Building these massive objects was a massive engineering feat. Nothing like these caissons had ever been built before. There was one for each bridge tower and they weighed an amazing three thousand tons each. In the history of human construction, nothing so large had ever been sunk into the earth. The caissons were 168 feet long and 103 feet wide, an area covering half a city block. These large boxes had 110, 000 cubic feet of timber and two hundred and fifty feet of iron with iron walls and a ceiling six feet thick.
Webb and Bell insisted on being paid $100,000 in advance for the complicated task of building them. To dig inside the caissons workers needed air—so the caissons were built with a revolutionary new technology: air locks made of one-half inch boiler plates, seven feet by six and a half inches in diameter. The massive caissons would be built in parts and then welded together at the foot of the bridge because of the enormous size of the caisson pieces.
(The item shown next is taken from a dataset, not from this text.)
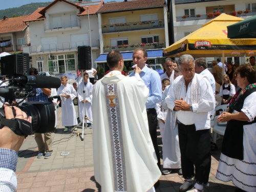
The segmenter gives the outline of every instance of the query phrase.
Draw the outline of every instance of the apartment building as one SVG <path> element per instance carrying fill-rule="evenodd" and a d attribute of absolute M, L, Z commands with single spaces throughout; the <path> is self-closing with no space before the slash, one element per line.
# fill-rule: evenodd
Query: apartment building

There was one engineering task that was incomplete before bridge construction could begin. They needed to find a centerline for the bridge. In 1870 Roebling and Payne worked together to survey the site and draw out the centerline. Payne would continue to play a major role in inspecting the bridge because Roebling suffered a debilitating sickness during construction of the bridge. Payne became the chief inspector for the bridge. One of Payne’s major contributions was the discovery that a disreputable firm hired to create the span’s wire cable was using dangerous sub-standard cable. Payne also later designed the trolley system that allowed cable cars to travel safely across the bridge. Today Payne’s name is inscribed in a plaque at the center of the bridge for his huge contributions in building it.